Postpartum and What It Means For You

You may have heard it before “Oh I had really bad postpartum!” Well i’m here to tell you that “postpartum” may not be what you think it is. The postpartum period is the time from babies birth to about 6-8 months after. When people say that they had “really bad postpartum” they are often talking about one of four things. Today I laid them out for you so you can have a better understanding of what to expect and how to be a better advocate for yourself!

Postpartum baby blues:
The baby blues are a very common occurrence during the first six week after baby is born. This is the immediate postpartum period and your body is working hard to get your hormones back to normal, or at least working order. When women experience baby blues they might feel frustrated, sad, over the moon happy, exhausted and so many other emotions. You can go from crying to laughing in minutes and it can feel very confusing.

Many women wonder why motherhood is so difficult during this time. They get frustrated with feeding, sleeping and the mundane activities that surround a new baby. Baby blues can be a difficult time but the silver lining is that they usually dissipate around 6 weeks postpartum. You should see a big difference in how you react to things and care for your baby around this time. You may get into a good groove with baby and home life and feel like you can finally breathe in with relief.

Postpartum Depression:
Postpartum depression is similar to baby blues but continues on well past 6 weeks postpartum and can actually show up later as well. The signs of depression vary so much from person to person but women usually note a disinterest in normal hobbies and activities, exhaustion, becoming uninterested in talking and meeting with friends etc. Postpartum depression is difficult because women are often asked to do so many tasks, even after having a baby, that it can be easy to push the depression to the side until you reach a breaking point.

Please don’t do this. Please check in with yourself and be honest with your partner and friends.

If you are experiencing postpartum depression, talk to your doctor about finding a good therapist as well as getting on a regimen of daily exercise, healthy eating and possibly medication. There is nothing better for your baby than a healthy and happy mother.

Postpartum Anxiety:
Postpartum anxiety is similar to postpartum depression in that it can show up later in the postpartum experience and lasts longer than the initial six weeks postpartum. Signs that you may be experience postpartum anxiety are:
Rage
OCD
intrusive thoughts
difficulty sleeping
paranoia
and more as every person has different experiences.

If you have experienced any of these feelings or reactions, please reach out to your care provider and a good therapist. As someone who has personally struggled with many of these things but never felt sure or comfortable naming them, its unnecessary to suffer without help. There are so many resources that can ensure a healthy and happy and fully functioning mother for your baby, please reach out.

Postpartum psychosis:
I don’t love talking about this topic because I don’t want to scare anyone but I think NOT talking about it would be more of an injustice. Postpartum psychosis includes episodes of psychosis where a mother may be hearing voices that are telling her to hurt herself or her baby. She may have intrusive thoughts that she feels she needs to act on to keep her baby safe. Mothers experiencing these thoughts and possibly actions need the support of their partner and community NOW. This is not something that we “wait and see”. If you are experiencing any of the above feelings, please reach out to your care provider, family, friends, your partner, any resource, immediately. It is imperative that you get the help you need and that you are in a place that is safe for you and baby. Postpartum psychosis is not something we mess around with.

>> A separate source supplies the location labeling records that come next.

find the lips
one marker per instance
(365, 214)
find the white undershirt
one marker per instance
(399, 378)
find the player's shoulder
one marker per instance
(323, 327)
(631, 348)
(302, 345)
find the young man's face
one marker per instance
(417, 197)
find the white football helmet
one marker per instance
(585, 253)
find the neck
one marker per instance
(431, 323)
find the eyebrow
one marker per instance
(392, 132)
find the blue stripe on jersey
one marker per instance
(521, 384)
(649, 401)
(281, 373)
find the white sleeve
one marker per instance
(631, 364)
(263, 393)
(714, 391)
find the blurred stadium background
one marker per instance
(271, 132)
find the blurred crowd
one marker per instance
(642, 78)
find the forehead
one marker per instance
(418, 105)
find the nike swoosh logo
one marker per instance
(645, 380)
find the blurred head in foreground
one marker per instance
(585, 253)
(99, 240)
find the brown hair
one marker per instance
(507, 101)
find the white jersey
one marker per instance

These postpartum mood disorders are the tip of the iceberg with potential feelings, thoughts and experiences that a postpartum women may have during her postpartum period. Make sure to have a plan with your partner about what to do if you experience any of these things. Talk about them beforehand so that you can better prepare for the potential of these mood disorders.

One thing that can be greatly helpful is to schedule a few days during the first three weeks after giving birth, to have a postpartum doula come to your home and help to get things in order and allow you some much needed healing and sleeping time. Invest in yourself in the beginning of your postpartum experience so that it can be a rich and fulfilling time for your whole family!